Archive and Special Collections
All they hoped for. All they had. At rest
With VE Day now being celebrated, Keith Rowntree reflects on just some of the students and staff from one of our predecessor colleges who were thrown into a conflict that scattered them across the globe.
For many years a memorial to former students who attended the Carnegie College of Physical Training had been misplaced, only recently has it been uncovered. Luckily the seventeen students who lost their lives during WW2 were also recorded in our Archive, which allowed some research into their backgrounds.
The Carnegie Diploma course lasted for one year, and the students were already qualified teachers, some University graduates, who had decided to specialise in Physical Training. They all attended Carnegie between 1934 and 1938. On the outbreak of war about half of the men commemorated signed up to the RAF Volunteer Reserve (RAFVR). The students found themselves thrust into many different theatres of war, including Home Defence, Myanmar (Burma), Egypt, Libya, France, Greece, Germany and Italy. Among them was a recognised Flying Ace, a POW, Bomber and Tank Crew and a member of the secretive RSR (Raiding Support Regiment). They ranked as Pilot Offers, Lieutenants, Captains and Majors. There are seventeen remarkable stories to tell about the lives and deaths of these former students, who represent a generation of men and women put in positions they could never have imagined they would have to face. Here are just two, the sacrifice of Walter Beaumont and Norman Francis Astell.
Pilot Officer Walter Beaumont is a recognised hero of the Battle of Britain. He gained a BSc (Lond.) in 1935 and was a teacher at Enfield Grammar before the war; he attended Carnegie in 1937-38. In 1937 he was reputedly the very first man to enlist in the RAFVR. At the outbreak of war, he joined as a full-time pilot in 152 Squadron and after a brief spell at RAF Acklington in Northumberland was transferred to RAF Warmswell on the Dorset Coast. On 8 August 1940, he survived a forced landing after a dogfight over the Swanage area. Four days later his Spitfire R6831 was hit by a Junkers JU 88 in engagement over Portland, he bailed out safely, but his plane crashed eight miles out to sea. On 23 September the same year, he failed to return from a sortie and his Spitfire R7016 assumed crashed into the English Channel. In all, he claimed six enemy planes and damaged several more. Beaumont was awarded the DFC (Distinguished Flying Cross) posthumously gazetted on 22 October 1940 with the citation,’ displayed great skill and determination in air combat against the enemy…’.

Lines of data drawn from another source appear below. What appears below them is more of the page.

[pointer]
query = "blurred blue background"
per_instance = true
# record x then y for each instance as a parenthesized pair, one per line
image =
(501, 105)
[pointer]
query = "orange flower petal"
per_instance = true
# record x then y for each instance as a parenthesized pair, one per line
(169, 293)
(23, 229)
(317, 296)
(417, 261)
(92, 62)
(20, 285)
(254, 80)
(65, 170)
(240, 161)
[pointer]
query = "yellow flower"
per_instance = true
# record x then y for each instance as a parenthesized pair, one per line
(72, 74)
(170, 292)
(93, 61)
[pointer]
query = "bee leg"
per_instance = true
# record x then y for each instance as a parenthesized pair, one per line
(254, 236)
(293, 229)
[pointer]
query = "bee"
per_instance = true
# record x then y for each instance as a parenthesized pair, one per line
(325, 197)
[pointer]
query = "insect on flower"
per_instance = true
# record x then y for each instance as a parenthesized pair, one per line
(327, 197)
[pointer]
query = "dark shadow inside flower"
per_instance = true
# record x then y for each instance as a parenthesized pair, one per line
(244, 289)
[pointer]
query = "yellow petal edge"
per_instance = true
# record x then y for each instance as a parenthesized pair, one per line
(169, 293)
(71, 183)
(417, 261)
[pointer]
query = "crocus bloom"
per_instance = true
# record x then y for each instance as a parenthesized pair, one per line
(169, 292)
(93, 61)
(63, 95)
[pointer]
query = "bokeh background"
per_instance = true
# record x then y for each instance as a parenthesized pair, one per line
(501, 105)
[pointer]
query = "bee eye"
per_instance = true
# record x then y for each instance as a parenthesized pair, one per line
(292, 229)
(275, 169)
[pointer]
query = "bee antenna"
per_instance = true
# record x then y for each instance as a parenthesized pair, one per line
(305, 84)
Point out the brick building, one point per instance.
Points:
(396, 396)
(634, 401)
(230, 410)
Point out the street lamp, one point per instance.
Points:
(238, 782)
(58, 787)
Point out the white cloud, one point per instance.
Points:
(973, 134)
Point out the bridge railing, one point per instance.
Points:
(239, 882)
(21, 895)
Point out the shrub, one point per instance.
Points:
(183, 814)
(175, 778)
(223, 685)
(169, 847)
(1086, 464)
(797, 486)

Major Norman Astell’s war career began with the Green Howards (Yorks Reg.) as an Army PT Instructor. Before the war, he was a teacher at the Saltley College in Birmingham and attended Carnegie in 1936-37. Throughout 1942 he was transferred between army bases including Glasgow and Durban and at one point attached to the West Yorks Regiment. In December 1942 he arrived in the Middle East in No. 1 Infantry Training. A year later he was posted to HQ Raiding Support and in September 1944 was a Major in the RSR (Raiding Support Regiment), a small-scale raiding force formed in 1943 which had its base in Bari, Italy. Most of their operations were conducted in Yugoslavia, Greece and Albania working closely with partisan and guerrilla forces. On the 24 December 1944, Astell commanded a small dawn patrol that was ambushed by the ELAS (Greek Communist Resistance), machine-gunned in the upper chest he died of his wounds the same day. Astell was Mentioned in Dispatches and gazetted on 22 February 1945. He is buried in the Phaleron War Cemetery, a few kilometres south-east of Athens in Greece.
These two stories, representative of men and women who attended our predecessor colleges and institutions, document the courage and resourcefulness displayed during the conflict brought to an end in Europe on VE Day.